Mrs. Nobody cares what her name is, made a ‘punny joke’ and instead of introducing her as Maria Lyre she called her Failure. A cacophony of cackles erupted. There were some that were not so rowdy but they could not help but chuckle. This was definitely willful of that odious teacher. She had spoken to Mrs. Nobody cares what her name is the week before when she went to collect her school text books and carefully explained her desire to be addressed as Maria Lyre. She had no problem being called Lyre Liar. Heck, her father, Mr. Lyre Liar, was a successful lawyer. Fey grew up on stories about how he was called Lyre Liar by dumb bullies but his academic and athletic achievements rang true every time. From a very young age she had decided to follow after his footsteps – excellent strides. How could a Failure succeed?

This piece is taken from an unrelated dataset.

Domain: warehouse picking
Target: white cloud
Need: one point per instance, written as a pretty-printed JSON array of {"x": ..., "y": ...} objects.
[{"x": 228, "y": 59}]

So there she was, a couple of weeks into her Failure stage, moping in bed looking up at the egg white paneled ceiling. She sluggishly got up and took out her journal from the… (Fey doesn’t want the hiding spot of her journal to be disclosed) and let loose on the page.

Today they called me failure again
even the teachers think it’s punny
wish I could be imaginary like the Easter bunny
or just a drop of ink from this pen
end my life with a period
or just bleed out


She ended it with an ellipsis as usual. That was a way of keeping the hope alive. Who knows what is omitted. The future is yet to be written. Who am I kidding? There is no hope for me.
It wasn’t just her name that was failure. All her teachers seemed to conspire to give her a B+ on every test and assignment. Fey had a Ricky Bobby mentality – you are either first or your last. And until recently she was first. Well, until recently she was home-schooled but that’s beside the point.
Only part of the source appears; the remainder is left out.